FCE 20700, a cytoprotective PGE2 derivative, does not interfere with the antiinflammatory activity of indomethacin.

作者信息

Ceserani R, Arrigoni C, Mizzotti B, Tremolada L, Ferrari M, Buttinoni A

出版信息

Int J Tissue React. 1983;5(4):349-51.

PMID:6689489
Abstract

A study was made of the interaction between FCE 20700 (11-deoxy-13,14-didehydro-16(S)-methyl-PGE2 methylester) at a fixed dose of 250 mcg/kg and the ulcerogenic and antiinflammatory effect of indomethacin (I) on rat carrageenin paw edema.

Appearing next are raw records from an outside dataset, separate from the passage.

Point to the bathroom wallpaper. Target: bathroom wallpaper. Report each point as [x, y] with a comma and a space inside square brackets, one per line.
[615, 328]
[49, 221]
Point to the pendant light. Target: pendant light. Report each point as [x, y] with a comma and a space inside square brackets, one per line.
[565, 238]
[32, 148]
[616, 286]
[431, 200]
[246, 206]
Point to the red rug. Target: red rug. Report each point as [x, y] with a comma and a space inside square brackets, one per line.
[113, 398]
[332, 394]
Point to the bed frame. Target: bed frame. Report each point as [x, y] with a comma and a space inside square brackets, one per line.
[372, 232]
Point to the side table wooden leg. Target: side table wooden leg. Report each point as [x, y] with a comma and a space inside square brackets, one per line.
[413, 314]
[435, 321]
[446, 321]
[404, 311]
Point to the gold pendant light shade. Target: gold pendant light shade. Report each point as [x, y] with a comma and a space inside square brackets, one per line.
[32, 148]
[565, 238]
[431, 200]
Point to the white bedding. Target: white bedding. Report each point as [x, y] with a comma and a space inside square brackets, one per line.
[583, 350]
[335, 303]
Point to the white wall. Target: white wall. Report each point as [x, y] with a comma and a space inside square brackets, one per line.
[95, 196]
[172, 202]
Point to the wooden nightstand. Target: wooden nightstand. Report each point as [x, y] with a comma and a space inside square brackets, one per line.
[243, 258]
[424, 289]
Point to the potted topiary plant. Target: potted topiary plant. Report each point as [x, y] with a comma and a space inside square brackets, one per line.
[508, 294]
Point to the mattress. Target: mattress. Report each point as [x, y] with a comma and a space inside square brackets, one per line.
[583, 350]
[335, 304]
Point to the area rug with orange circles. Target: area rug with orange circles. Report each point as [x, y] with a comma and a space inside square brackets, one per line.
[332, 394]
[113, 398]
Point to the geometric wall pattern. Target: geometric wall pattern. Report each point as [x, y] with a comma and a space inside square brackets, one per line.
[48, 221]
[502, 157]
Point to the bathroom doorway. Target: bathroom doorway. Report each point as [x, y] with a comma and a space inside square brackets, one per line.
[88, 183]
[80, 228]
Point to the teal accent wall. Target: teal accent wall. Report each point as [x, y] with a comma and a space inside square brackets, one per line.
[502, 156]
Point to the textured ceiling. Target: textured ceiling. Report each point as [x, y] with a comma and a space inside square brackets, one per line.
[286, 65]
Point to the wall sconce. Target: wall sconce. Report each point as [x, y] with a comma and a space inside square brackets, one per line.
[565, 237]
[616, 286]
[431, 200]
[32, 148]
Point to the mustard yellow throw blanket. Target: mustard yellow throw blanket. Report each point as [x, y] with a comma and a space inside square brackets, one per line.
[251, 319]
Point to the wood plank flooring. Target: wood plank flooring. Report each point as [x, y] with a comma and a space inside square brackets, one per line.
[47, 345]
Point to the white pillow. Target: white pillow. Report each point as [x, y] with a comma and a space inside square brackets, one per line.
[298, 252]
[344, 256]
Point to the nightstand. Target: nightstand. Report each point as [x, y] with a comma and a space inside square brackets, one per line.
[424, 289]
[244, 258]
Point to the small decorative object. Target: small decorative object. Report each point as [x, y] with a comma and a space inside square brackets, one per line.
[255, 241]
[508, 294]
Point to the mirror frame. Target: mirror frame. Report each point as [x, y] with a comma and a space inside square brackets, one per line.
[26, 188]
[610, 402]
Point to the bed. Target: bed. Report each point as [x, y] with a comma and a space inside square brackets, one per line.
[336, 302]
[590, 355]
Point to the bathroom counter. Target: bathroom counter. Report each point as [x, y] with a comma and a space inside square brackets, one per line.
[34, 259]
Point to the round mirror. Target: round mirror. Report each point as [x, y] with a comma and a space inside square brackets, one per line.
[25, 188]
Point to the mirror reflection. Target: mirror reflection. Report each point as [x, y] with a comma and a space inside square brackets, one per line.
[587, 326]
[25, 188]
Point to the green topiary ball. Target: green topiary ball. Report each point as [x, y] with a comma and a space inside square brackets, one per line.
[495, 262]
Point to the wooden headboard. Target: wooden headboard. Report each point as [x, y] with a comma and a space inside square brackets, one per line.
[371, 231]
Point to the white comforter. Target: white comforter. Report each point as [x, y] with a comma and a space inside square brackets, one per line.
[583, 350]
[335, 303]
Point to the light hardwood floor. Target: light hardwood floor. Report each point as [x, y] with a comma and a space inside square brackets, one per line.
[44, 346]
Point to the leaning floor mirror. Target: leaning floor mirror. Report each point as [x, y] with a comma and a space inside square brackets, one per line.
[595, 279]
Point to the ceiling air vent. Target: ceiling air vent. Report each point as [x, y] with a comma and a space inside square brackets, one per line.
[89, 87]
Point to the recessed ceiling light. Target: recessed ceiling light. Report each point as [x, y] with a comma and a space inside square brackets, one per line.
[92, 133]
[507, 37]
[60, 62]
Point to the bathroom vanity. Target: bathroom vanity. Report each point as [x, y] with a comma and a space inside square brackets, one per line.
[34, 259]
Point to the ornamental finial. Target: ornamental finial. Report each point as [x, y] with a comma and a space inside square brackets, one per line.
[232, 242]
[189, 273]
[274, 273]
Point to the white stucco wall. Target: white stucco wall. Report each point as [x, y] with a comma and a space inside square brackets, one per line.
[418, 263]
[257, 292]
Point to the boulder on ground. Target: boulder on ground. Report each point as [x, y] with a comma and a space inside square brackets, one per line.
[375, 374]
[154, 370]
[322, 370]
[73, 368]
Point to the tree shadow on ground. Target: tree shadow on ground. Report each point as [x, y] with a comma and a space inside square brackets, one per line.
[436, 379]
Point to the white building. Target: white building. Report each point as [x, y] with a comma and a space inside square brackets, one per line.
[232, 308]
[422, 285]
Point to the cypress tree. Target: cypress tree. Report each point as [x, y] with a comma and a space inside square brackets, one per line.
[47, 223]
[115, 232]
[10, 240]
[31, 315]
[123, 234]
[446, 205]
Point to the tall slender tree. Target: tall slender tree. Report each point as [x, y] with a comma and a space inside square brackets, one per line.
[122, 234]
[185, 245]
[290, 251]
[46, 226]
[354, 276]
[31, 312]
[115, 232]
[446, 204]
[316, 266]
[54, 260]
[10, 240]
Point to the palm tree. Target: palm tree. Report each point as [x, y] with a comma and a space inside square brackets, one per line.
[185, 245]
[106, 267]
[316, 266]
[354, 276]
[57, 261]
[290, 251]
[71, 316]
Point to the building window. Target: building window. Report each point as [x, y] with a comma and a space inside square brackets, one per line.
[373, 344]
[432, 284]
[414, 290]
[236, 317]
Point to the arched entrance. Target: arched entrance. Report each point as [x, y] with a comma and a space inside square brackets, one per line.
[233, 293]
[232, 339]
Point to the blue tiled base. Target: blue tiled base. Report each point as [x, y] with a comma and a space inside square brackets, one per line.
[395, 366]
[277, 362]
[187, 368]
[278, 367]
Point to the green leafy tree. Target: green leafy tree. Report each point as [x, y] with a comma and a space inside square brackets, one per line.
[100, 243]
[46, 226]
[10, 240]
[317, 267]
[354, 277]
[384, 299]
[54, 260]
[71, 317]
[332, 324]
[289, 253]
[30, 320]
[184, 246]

The combination tested showed the same antiinflammatory effect as I alone: potency ratio FCE 20700 + I/I was 1.03, demonstrating the lack of interaction between the two compounds. Moreover the gastric lesions in FCE 20700 + I treated rats were markedly reduced, allowing the dosage of I to be increased by about three times without increasing its ulcerogenic effect.

摘要

研究了固定剂量为250 mcg/kg的FCE 20700(11-脱氧-13,14-二脱氢-16(S)-甲基前列腺素E2甲酯)与吲哚美辛(I)对大鼠角叉菜胶足肿胀的致溃疡和抗炎作用之间的相互作用。所测试的组合显示出与单独使用I相同的抗炎作用:FCE 20700 + I/I的效价比为1.03,表明这两种化合物之间没有相互作用。此外,FCE 20700 + I处理的大鼠的胃部损伤明显减少,使得I的剂量可以增加约三倍而不增加其致溃疡作用。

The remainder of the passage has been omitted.